Happy Friday, ocean fans. It's almost spring, and a surfing alpaca exists in the world. Things are looking up.
Before we get to the week's best marine tidbits, an important announcement: Oceana board member Ted Danson will be answering questions live on CNN.com on April 1, so send your ocean queries in, stat!
Also, don't forget that today is the last day to take the Ocean IQ quiz for a chance to win prizes, including a trip with SEE Turtles.
This week in ocean news,
…Yes, CITES failed to deliver on bluefin tuna yesterday, but as Monterey Bay Aquarium’s Julie Packard pointed out, at least the conversation is changing. Bluefin is now in the same rhetorical realm as endangered land creatures such as tigers and elephants.
…Deep Sea News wrote a requiem for a robot -- the Autonomous Benthic Explorer (ABE) that was lost at sea last week during a research expedition to the Chilean Subduction Zone. On a recent dive, ABE had detected evidence of hydrothermal vents. At the time of its loss, ABE had just begun a second dive to home into a vent site and photograph it.
An urgent and disturbing news story came across my desk this week and I felt the need to share it. ROBOTS ARE TAKING OVER THE OCEAN! Maybe I am getting ahead of myself… let me back-peddle.

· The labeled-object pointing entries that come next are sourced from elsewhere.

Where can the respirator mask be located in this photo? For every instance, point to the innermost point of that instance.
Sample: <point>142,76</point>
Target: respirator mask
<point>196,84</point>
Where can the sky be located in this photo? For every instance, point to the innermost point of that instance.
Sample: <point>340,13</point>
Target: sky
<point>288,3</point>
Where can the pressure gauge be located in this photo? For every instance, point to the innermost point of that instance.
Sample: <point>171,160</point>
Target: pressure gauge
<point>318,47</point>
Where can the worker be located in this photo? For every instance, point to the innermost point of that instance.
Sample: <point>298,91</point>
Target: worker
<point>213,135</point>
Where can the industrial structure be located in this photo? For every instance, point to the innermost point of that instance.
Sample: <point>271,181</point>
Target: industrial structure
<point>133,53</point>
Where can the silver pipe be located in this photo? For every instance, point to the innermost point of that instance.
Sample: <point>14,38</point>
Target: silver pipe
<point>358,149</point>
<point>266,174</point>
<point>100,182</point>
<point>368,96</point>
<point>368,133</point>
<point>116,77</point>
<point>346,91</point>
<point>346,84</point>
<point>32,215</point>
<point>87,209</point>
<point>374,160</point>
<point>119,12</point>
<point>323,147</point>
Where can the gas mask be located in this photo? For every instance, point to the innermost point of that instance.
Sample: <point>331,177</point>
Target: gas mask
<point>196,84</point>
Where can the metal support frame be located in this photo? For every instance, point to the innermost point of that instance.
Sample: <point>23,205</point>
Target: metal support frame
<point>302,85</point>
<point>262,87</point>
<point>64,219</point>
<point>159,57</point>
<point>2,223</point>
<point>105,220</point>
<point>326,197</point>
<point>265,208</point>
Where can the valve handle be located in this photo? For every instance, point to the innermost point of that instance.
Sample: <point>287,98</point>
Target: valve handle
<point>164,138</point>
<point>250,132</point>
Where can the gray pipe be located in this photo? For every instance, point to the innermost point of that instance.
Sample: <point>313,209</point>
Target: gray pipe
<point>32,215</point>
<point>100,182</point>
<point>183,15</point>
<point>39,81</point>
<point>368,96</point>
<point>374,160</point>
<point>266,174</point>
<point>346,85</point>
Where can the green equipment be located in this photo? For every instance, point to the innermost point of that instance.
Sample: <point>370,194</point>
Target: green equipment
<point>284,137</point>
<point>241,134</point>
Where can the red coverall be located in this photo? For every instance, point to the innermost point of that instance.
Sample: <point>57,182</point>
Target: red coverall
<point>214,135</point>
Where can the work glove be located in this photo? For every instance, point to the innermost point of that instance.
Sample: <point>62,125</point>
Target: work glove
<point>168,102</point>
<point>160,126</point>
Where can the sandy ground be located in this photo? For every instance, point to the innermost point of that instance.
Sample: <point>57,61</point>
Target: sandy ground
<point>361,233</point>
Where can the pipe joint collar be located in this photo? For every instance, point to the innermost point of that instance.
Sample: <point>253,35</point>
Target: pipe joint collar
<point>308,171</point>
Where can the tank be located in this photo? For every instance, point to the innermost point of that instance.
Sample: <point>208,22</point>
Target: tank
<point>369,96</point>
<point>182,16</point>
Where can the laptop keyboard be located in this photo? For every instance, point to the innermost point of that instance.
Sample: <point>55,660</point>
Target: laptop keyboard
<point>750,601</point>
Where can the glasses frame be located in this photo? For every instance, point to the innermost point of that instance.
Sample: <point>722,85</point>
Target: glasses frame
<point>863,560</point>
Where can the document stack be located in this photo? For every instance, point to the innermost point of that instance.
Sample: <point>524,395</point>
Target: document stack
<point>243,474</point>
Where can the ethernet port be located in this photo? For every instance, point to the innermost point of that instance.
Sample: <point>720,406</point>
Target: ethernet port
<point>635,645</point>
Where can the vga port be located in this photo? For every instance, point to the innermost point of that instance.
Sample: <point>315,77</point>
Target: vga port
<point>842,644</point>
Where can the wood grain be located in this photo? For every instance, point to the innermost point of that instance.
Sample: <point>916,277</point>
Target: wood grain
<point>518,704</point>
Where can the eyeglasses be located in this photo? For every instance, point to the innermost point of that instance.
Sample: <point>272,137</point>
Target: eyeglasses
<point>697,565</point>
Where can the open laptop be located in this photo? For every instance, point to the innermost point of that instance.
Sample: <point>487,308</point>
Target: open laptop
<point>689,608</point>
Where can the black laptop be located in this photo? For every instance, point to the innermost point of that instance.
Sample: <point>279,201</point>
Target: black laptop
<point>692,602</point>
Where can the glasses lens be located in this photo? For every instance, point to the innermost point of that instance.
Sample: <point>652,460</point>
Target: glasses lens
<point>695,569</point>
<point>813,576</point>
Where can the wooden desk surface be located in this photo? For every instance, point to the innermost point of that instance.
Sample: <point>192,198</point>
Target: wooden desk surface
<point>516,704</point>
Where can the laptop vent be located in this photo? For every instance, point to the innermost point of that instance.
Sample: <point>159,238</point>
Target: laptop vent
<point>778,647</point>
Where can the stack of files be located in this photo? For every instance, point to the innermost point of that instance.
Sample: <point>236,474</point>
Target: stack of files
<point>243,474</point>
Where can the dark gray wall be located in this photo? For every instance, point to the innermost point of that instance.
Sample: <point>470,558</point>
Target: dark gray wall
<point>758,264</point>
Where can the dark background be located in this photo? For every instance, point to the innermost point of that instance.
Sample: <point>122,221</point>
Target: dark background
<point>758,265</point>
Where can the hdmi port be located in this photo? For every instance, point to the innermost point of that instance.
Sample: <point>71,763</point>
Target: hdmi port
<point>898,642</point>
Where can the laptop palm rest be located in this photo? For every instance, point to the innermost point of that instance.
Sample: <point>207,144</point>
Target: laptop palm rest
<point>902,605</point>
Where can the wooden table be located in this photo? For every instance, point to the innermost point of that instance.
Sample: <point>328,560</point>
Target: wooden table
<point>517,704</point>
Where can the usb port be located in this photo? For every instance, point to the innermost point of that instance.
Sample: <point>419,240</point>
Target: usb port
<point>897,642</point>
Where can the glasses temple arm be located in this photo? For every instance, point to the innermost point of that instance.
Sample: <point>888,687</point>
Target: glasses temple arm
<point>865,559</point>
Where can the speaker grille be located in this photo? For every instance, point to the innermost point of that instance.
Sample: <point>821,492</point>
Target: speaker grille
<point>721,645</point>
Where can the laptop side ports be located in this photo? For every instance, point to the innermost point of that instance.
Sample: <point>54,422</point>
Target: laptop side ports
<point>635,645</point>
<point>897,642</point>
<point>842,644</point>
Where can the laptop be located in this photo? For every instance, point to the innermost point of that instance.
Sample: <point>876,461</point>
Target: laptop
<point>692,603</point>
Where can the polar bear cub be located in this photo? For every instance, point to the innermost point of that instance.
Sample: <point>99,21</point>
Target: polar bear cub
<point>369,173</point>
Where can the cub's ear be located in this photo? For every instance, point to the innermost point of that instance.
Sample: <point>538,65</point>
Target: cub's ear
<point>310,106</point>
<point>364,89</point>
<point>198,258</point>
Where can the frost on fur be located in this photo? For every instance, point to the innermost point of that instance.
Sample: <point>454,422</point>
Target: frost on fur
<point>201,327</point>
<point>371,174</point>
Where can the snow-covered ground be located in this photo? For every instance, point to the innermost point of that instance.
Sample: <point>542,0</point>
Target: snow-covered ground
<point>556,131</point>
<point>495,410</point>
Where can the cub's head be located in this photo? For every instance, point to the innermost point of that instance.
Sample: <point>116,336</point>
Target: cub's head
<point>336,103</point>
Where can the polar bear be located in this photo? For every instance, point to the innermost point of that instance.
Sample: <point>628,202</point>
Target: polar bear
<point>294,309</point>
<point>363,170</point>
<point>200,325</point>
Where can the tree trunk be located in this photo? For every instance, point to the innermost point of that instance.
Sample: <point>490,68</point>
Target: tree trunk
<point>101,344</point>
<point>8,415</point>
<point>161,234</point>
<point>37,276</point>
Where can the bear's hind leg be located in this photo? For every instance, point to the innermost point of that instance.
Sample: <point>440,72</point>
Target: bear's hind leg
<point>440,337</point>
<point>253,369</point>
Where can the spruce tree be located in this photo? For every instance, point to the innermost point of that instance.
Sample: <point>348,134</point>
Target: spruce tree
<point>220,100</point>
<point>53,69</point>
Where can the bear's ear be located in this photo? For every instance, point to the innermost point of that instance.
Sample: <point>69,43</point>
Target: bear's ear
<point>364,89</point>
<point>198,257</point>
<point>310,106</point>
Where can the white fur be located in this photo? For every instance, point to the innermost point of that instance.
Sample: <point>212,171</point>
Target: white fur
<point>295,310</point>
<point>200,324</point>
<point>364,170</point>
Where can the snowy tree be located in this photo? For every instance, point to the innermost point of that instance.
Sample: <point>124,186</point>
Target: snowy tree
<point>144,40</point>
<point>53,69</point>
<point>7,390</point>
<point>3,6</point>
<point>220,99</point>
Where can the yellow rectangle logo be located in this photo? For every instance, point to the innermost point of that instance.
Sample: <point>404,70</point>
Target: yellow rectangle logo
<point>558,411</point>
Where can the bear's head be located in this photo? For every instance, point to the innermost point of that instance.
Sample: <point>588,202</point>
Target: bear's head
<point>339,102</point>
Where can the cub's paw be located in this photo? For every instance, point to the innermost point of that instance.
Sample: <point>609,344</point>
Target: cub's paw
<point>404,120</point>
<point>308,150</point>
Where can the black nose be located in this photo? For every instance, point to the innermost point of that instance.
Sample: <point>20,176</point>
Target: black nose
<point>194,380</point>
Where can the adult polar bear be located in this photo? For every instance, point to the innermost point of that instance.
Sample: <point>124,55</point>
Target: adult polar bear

Oceans cover more than 70 percent of the Earth’s surface and the majority of them are unexplored. As oceanographer Robert Ballard put it on the Colbert Report last February, one year of NASA’s budget would be able to fund 1,600 years of NOAA’s exploration budget. Translation: There is a lot we don’t know about our own planet.
According to the Christian Science Monitor, the good folks over at Scripps Institution of Oceanography have been developing a way to explore and monitor the oceans. The solution: robots.
The idea is that large groups, up to hundreds, of autonomous underwater explorers (AUEs) would swarm around in the ocean like a school of fish. They would report data back to larger “mothership” robots.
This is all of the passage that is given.